If you’ve ever posted a comment or post on Reddit, there’s a chance that it will be used as material for training OpenAI‘s AI models after the two companies confirmed that they’ve reached a deal that enables this exchange.
Reddit will be given access to OpenAI‘s technology to build AI features, and for that (as well as an undisclosed monetary amount), it’s giving OpenAI access to Reddit posts in real-time that can be used by tools like ChatGPT to formulate more human-like responses.
OpenAI will be able to access real-time information from Reddit’s data API, software that enables the retrieval of and interaction with information from Reddit’s platform, providing OpenAI with structured and unique content from Reddit. This is similar to an agreement Reddit reached with Google at the beginning of the year, allowing Google to train its own AI models on Reddit’s data, reported to be worth $60 million.
According to the official Reddit blog post publicizing the deal, the deal will help people discover and engage with Reddit’s communities thanks to the Reddit content brought to ChatGPT and other new OpenAI products. Through Reddit’s APIs, OpenAI’s tools will be able to understand and showcase Reddit’s content better, particularly when it comes to recent topics.
Reddit, the company, and Reddit, the community of users
Users and moderators on Reddit will apparently be offered new features thanks to applications powered by OpenAI’s large language models (LLMs). OpenAI will also start advertising on Reddit as an ad partner.

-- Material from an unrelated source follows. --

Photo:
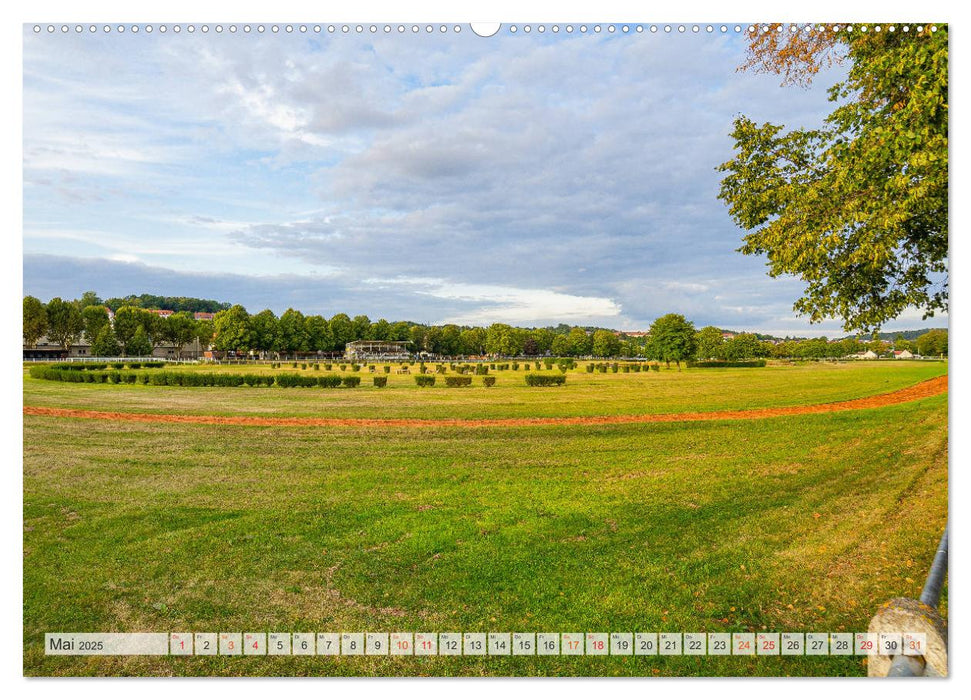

The blog post put out by Reddit also claims that the deal is in the spirit of keeping the internet open, as well as fostering learning and research to keep it that way. It also cites that it wants to continue to build up its community, recognizing its uniqueness and how Reddit serves as a place for conversation online. Reddit claims that this deal was signed to improve everyone’s Reddit experience using AI.
It remains to be seen whether users are convinced of these benefits, but previous changes of this type and scale haven’t gone down particularly well. In June 2023, over 7,000 subreddit communities went dark to protest changes to Reddit’s API pricing for developers.
It also hasn’t explicitly been stated by either company that Reddit data will be used to train OpenAI’s models, but I think many people assume this will be the case – or that it’s already happening. In contrast, it was disclosed that Reddit would give Google “more efficient ways to train models,” and then there’s the fact that OpenAI founder Sam Altman is himself a Reddit shareholder. This doesn’t confirm anything specific and, as reported by The Verge, “This partnership was led by OpenAI’s COO and approved by its independent Board of Directors.”
Official statements expressing the benefits of the partnership
Speaking about the partnership and as quoted in the blog post, representatives from both companies said:
“Reddit has become one of the internet’s largest open archives of authentic, relevant, and always up to date human conversations about anything and everything. Including it in ChatGPT upholds our belief in a connected internet, helps people find more of what they’re looking for, and helps new audiences find community on Reddit.”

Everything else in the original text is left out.